Im starting to believe I was a very infamous cereal life ender cause like the amount of bad things happening in my life these past 6 months are insane.
I brokeup with the guy i love more than myself and watched him turn to a mean person… , lost almost all of my friends, have rumours spread about me, have my own stuff being spread. And the most recent, almost got . (Im safe now for now) and this year is my o level year.
Anyways, just now i had this bomb (figuratively)drop on me. My mom just casually mentioning to me “what if i quit my job and do part time instead”. By the way, my mom is the ONLY source of income to this household. My parents divorced 10 yrs ago and the only thing my dad contribute is the child support ,half of my braces bills (he needs to see the damn receipt first), and one of my tuitions. Thats all he contributed for me and my sis for the past 10 yrs. i feel very lost when i heard that. That one statement just shattered all my dreams ,hopes and my will to live. I want to do biomedical science in singapore poly and further studies to overseas uni. And all these will probably just be a dream. I have lost everything since the breakup and i was just clinging on to the hope of going to the path i really want for post sec as my will to live longer. I dont blame my mom cause shes also rly stressed out with all the money issues and like shes rly unhappy about her job. But I hate that as im the oldest, my mom trust me.

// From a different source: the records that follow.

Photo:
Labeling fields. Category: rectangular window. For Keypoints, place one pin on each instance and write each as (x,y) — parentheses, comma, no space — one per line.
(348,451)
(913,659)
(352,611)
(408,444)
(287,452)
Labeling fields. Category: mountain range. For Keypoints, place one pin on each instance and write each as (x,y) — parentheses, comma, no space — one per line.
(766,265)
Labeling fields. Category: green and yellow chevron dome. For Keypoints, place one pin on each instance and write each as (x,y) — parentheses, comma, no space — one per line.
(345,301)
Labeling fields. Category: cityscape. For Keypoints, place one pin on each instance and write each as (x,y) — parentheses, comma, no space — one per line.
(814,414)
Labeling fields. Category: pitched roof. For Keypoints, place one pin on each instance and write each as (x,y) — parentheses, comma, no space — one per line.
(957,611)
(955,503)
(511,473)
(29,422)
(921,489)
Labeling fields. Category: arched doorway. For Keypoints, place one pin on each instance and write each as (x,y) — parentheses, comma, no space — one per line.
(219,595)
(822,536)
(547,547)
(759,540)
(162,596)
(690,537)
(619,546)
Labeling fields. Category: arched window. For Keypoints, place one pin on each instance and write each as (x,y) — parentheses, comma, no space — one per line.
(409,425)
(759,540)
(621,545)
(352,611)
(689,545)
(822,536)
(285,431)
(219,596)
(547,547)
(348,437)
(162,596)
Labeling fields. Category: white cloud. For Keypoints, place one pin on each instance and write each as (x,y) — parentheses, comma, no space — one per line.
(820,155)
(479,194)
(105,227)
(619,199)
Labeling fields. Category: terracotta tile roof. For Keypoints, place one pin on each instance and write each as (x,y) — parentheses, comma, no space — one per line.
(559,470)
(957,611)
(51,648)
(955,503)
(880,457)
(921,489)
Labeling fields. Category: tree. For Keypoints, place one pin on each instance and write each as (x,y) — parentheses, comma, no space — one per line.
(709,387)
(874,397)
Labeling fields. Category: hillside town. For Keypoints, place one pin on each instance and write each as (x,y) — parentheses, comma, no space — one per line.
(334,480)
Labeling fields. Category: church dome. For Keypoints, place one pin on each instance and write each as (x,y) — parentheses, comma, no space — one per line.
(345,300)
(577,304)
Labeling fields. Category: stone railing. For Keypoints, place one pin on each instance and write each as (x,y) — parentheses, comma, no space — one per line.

Not like trust me to go out alone (she does) but like trust me with personal problem’s expecting me to understand her… like i want to i really do but i’ll have to give up all my dreams, hopes and future doing that… and it rly just makes me want to cry. I just feel like doing anything rn is useless. Like what for i study? Its not like i can afford to further my studies… i really doubt i can even go poly with a part time salary. For what i eae? Again its not like my mom can really afford the fees. Ya she’s considering but it seems like her mind is moving towards “i want to quit” . I really hate being trusted at this level… im still a kid… i dont think im supposed to be exposed to this… my sis doesnt know anything yet.